Domination Systems

 

Domination systems as revealed by language

Marshall Rosenberg describes a domination system as follows:

"...By systems I mean governments, organizations, institutions that regulate human affairs. In his books, The Powers That Be and Engaging the Powers, theologian Walter Wink talks about domination systems being ones in which a few people control [many] to their own advantage. In domination systems you have to train people to think in ways that support the system, so they fit the system.

Domination systems require:

1 Suppression of self

2 Moralistic judgments

3 Amtssprache (This expression was used by Nazi officials to describe a bureaucratic language that denies choice, with words like: should, have to, ought.)

4 The crucial concept of deserve"

The above quote was taken from an edited transcript of a 1999 workshop Rosenberg gave on anger entitled "Anger and Domination Systems."

Let me explain what Rosenberg means by these 4 characteristics of domination systems as revealed in the language we use:

1. Suppression of self means you deny your own feelings and needs. Before being exposed to Rosenberg's work in nonviolent communication, I had great difficulty revealing how I was feeling and what I was needing. I lacked a language for feelings and the ability to ascertain what I was needing. I was not alone. Once, I asked a psychologist, who I presumed would be an expert in this area "How do you feel?" His reply was "I feel fine." I asked him to be more specific, and to use some feeling words, because I said that I wanted to learn how to identify my own feelings more precisely and would like his assistance. He was unable to answer my question, so I told him that this was going to be my last appointment with him. I then asked him again how he felt, and you know what his response was? He said "I feel fine," but the look on his face was not congruent. In fact, he got rather angry with me.

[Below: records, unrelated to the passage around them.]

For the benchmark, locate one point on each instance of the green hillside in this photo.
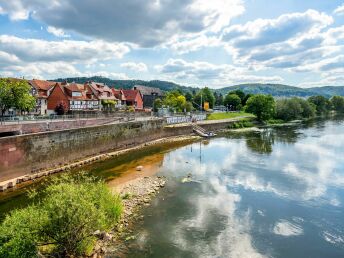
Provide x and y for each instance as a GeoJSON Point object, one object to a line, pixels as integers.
{"type": "Point", "coordinates": [276, 90]}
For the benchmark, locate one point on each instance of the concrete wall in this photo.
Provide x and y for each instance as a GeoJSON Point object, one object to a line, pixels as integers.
{"type": "Point", "coordinates": [24, 154]}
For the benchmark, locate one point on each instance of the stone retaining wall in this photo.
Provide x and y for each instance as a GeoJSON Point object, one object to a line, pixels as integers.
{"type": "Point", "coordinates": [31, 154]}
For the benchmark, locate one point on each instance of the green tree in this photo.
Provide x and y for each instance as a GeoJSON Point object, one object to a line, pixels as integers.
{"type": "Point", "coordinates": [22, 98]}
{"type": "Point", "coordinates": [288, 109]}
{"type": "Point", "coordinates": [240, 94]}
{"type": "Point", "coordinates": [61, 109]}
{"type": "Point", "coordinates": [247, 96]}
{"type": "Point", "coordinates": [176, 101]}
{"type": "Point", "coordinates": [338, 103]}
{"type": "Point", "coordinates": [308, 109]}
{"type": "Point", "coordinates": [205, 95]}
{"type": "Point", "coordinates": [322, 104]}
{"type": "Point", "coordinates": [188, 96]}
{"type": "Point", "coordinates": [71, 210]}
{"type": "Point", "coordinates": [232, 101]}
{"type": "Point", "coordinates": [218, 99]}
{"type": "Point", "coordinates": [6, 96]}
{"type": "Point", "coordinates": [263, 106]}
{"type": "Point", "coordinates": [157, 104]}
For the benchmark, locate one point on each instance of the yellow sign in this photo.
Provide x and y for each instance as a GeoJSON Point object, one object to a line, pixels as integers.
{"type": "Point", "coordinates": [206, 106]}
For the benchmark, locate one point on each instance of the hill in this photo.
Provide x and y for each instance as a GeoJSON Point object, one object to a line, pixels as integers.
{"type": "Point", "coordinates": [128, 84]}
{"type": "Point", "coordinates": [276, 90]}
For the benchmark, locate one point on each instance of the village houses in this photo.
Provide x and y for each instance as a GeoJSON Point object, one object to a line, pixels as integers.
{"type": "Point", "coordinates": [90, 96]}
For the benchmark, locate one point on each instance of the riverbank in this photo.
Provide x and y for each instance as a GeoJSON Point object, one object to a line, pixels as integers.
{"type": "Point", "coordinates": [29, 178]}
{"type": "Point", "coordinates": [135, 194]}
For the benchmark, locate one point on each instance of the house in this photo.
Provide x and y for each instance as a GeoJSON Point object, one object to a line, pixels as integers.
{"type": "Point", "coordinates": [41, 89]}
{"type": "Point", "coordinates": [120, 96]}
{"type": "Point", "coordinates": [75, 97]}
{"type": "Point", "coordinates": [102, 93]}
{"type": "Point", "coordinates": [149, 94]}
{"type": "Point", "coordinates": [133, 98]}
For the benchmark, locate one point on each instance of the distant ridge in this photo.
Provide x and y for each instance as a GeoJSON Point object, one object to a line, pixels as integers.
{"type": "Point", "coordinates": [276, 90]}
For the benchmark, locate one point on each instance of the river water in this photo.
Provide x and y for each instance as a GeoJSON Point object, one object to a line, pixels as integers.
{"type": "Point", "coordinates": [275, 193]}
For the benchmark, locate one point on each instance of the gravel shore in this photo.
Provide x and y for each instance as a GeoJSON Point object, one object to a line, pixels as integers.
{"type": "Point", "coordinates": [135, 194]}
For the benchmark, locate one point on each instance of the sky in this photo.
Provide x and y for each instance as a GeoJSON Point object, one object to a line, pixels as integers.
{"type": "Point", "coordinates": [198, 43]}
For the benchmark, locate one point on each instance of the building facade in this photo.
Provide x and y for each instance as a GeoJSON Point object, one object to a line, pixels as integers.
{"type": "Point", "coordinates": [149, 95]}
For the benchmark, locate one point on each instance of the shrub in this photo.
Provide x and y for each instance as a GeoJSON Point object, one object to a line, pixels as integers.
{"type": "Point", "coordinates": [233, 101]}
{"type": "Point", "coordinates": [64, 220]}
{"type": "Point", "coordinates": [294, 108]}
{"type": "Point", "coordinates": [263, 106]}
{"type": "Point", "coordinates": [322, 104]}
{"type": "Point", "coordinates": [338, 103]}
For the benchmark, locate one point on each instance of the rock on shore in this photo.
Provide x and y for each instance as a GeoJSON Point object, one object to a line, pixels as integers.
{"type": "Point", "coordinates": [135, 194]}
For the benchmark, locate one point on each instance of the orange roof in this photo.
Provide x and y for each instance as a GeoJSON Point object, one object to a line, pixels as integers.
{"type": "Point", "coordinates": [41, 84]}
{"type": "Point", "coordinates": [118, 94]}
{"type": "Point", "coordinates": [130, 95]}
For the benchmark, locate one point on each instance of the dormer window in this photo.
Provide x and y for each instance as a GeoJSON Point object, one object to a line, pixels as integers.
{"type": "Point", "coordinates": [76, 94]}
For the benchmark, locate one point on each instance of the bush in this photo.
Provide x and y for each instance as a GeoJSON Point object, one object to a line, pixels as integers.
{"type": "Point", "coordinates": [241, 124]}
{"type": "Point", "coordinates": [294, 108]}
{"type": "Point", "coordinates": [263, 106]}
{"type": "Point", "coordinates": [338, 103]}
{"type": "Point", "coordinates": [63, 221]}
{"type": "Point", "coordinates": [322, 104]}
{"type": "Point", "coordinates": [233, 101]}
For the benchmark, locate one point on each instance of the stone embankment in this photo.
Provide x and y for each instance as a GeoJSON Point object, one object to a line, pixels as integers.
{"type": "Point", "coordinates": [80, 163]}
{"type": "Point", "coordinates": [135, 194]}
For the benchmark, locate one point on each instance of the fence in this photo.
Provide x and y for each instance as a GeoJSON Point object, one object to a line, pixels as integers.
{"type": "Point", "coordinates": [185, 119]}
{"type": "Point", "coordinates": [122, 116]}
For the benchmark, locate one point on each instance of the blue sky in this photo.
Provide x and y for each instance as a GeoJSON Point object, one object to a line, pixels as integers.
{"type": "Point", "coordinates": [192, 42]}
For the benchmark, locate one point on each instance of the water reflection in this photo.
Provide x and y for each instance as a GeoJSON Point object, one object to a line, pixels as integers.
{"type": "Point", "coordinates": [275, 193]}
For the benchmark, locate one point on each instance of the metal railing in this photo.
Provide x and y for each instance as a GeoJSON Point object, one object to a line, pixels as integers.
{"type": "Point", "coordinates": [185, 119]}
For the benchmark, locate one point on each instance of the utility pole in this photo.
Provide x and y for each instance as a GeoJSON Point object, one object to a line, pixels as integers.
{"type": "Point", "coordinates": [201, 104]}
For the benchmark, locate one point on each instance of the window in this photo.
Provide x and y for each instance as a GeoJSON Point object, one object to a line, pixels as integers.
{"type": "Point", "coordinates": [76, 94]}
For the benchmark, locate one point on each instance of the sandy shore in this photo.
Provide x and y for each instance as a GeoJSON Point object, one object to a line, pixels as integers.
{"type": "Point", "coordinates": [136, 194]}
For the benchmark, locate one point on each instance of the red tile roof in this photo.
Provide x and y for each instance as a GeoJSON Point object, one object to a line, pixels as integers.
{"type": "Point", "coordinates": [130, 95]}
{"type": "Point", "coordinates": [118, 94]}
{"type": "Point", "coordinates": [41, 84]}
{"type": "Point", "coordinates": [102, 91]}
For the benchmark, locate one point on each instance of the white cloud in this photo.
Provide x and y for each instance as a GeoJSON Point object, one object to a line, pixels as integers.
{"type": "Point", "coordinates": [43, 70]}
{"type": "Point", "coordinates": [57, 32]}
{"type": "Point", "coordinates": [204, 72]}
{"type": "Point", "coordinates": [15, 9]}
{"type": "Point", "coordinates": [33, 50]}
{"type": "Point", "coordinates": [137, 67]}
{"type": "Point", "coordinates": [287, 228]}
{"type": "Point", "coordinates": [147, 23]}
{"type": "Point", "coordinates": [182, 45]}
{"type": "Point", "coordinates": [339, 10]}
{"type": "Point", "coordinates": [289, 41]}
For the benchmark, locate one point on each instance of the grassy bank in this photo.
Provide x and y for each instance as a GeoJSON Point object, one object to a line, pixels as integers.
{"type": "Point", "coordinates": [228, 115]}
{"type": "Point", "coordinates": [62, 221]}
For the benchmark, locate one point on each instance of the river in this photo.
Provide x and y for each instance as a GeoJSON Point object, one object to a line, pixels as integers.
{"type": "Point", "coordinates": [274, 193]}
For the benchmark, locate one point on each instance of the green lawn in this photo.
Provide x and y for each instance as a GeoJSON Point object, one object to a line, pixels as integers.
{"type": "Point", "coordinates": [220, 116]}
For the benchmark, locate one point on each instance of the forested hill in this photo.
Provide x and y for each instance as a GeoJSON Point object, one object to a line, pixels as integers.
{"type": "Point", "coordinates": [277, 90]}
{"type": "Point", "coordinates": [128, 84]}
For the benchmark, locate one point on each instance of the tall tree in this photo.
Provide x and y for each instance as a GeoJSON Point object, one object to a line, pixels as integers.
{"type": "Point", "coordinates": [6, 96]}
{"type": "Point", "coordinates": [263, 106]}
{"type": "Point", "coordinates": [322, 104]}
{"type": "Point", "coordinates": [15, 94]}
{"type": "Point", "coordinates": [240, 94]}
{"type": "Point", "coordinates": [204, 95]}
{"type": "Point", "coordinates": [232, 101]}
{"type": "Point", "coordinates": [338, 103]}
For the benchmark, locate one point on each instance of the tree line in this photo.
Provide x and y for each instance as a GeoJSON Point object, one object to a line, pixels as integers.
{"type": "Point", "coordinates": [15, 94]}
{"type": "Point", "coordinates": [265, 107]}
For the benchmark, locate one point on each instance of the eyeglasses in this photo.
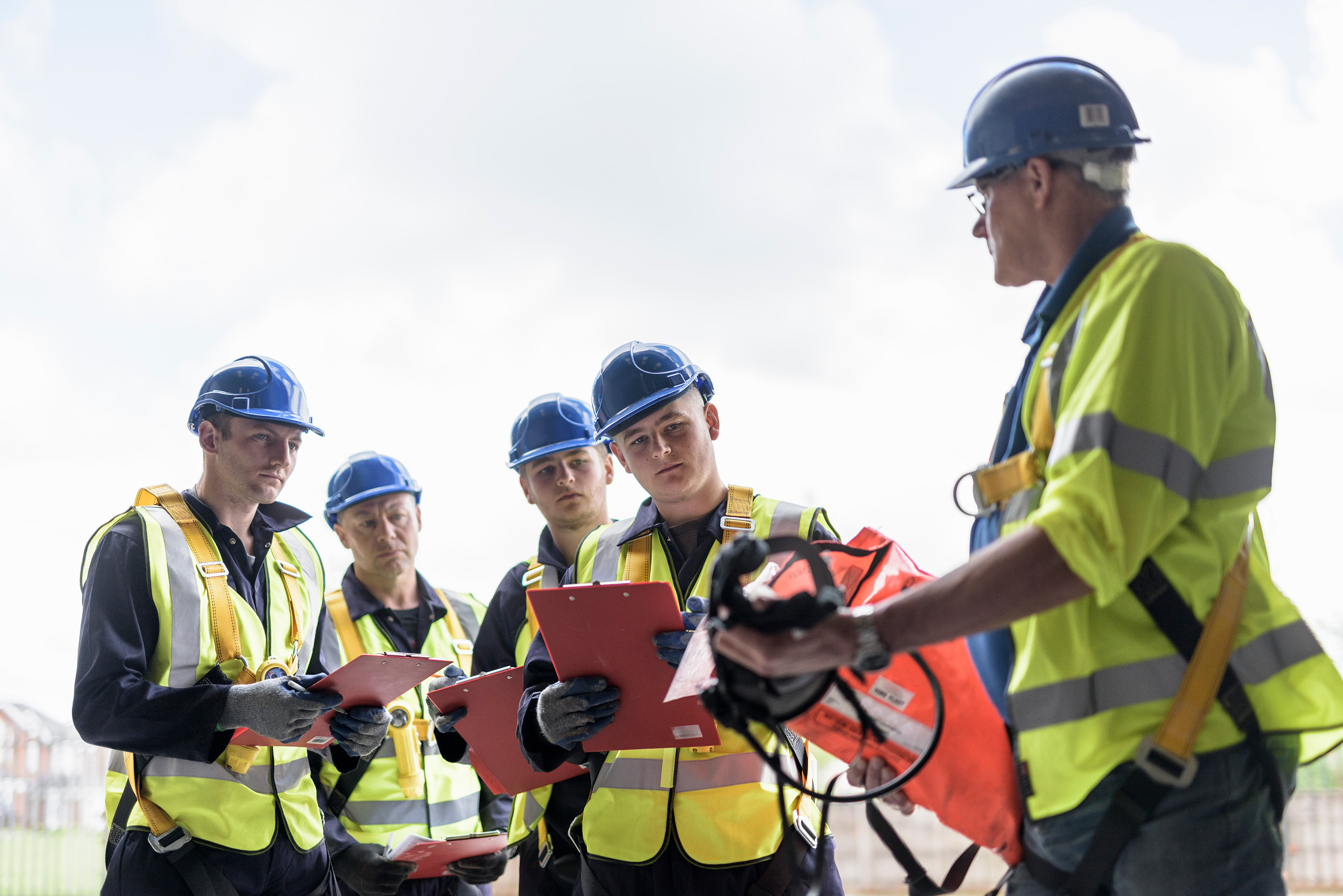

For the majority of us, the reason why we find it so hard to express our feelings and needs is because we are educated by our society to ignore them so we can become some kind of interchangeable part in a vast money making machine, where feelings and needs are not important. In a domination system, the language of feelings and needs is not necessary, only obedience to authority. My boss just wants me to come to work and do the job. If I don't feel like it, well too bad because there are plenty of people waiting in the wings to take my place.

2. Moralistic judgments are when we judge another person as wrong or bad when they do things that are not in agreement with our values. If you say to a person "You are selfish" or "You are a lazy good for nothing bum," "You are neurotic" "What you did is wrong," "You are too fat," you are making a moralistic judgment. Insults, put downs, labels, name calling, criticism , comparisons or diagnoses are all forms of moralistic judgments, and you can find lots of other examples of this kind of language on my webpage of "Discouraging words."

Now how did moralistic judgments become so widespread. I think it started out with our being taught to classify. In Nisbett's book "The Geography of Thought," there is an illustration: a drawing of a chicken which is labeled A, and a drawing of grass which is labeled B. Underneath the two drawings is a drawing of a cow, and the question asked is: "What goes with this: A or B. Researchers found that American children linked cow with chicken since they were both classifiable objects belonging to the same "taxonomic" category. The Chinese children said the cow and grass go together, because "the cow eats the grass." In the Western tradition traceable back to the ancient Greeks, children are taught to classify objects according to rules, while in the Eastern tradition, children are taught that everything is connected to everything else, and so they look for relationships. I have even heard that the Orang Asli, an nonviolent aboriginal people of the Malay peninsula, do not have the word "to be" in their language and so they cannot even perform the classification act itself! (Alfred Korzybski also thought certain uses of the verb "to be" lead to errors in thought. His most famous line is "the map is not the territory.," which I first learned from Gregory Bateson's "Mind and Nature.")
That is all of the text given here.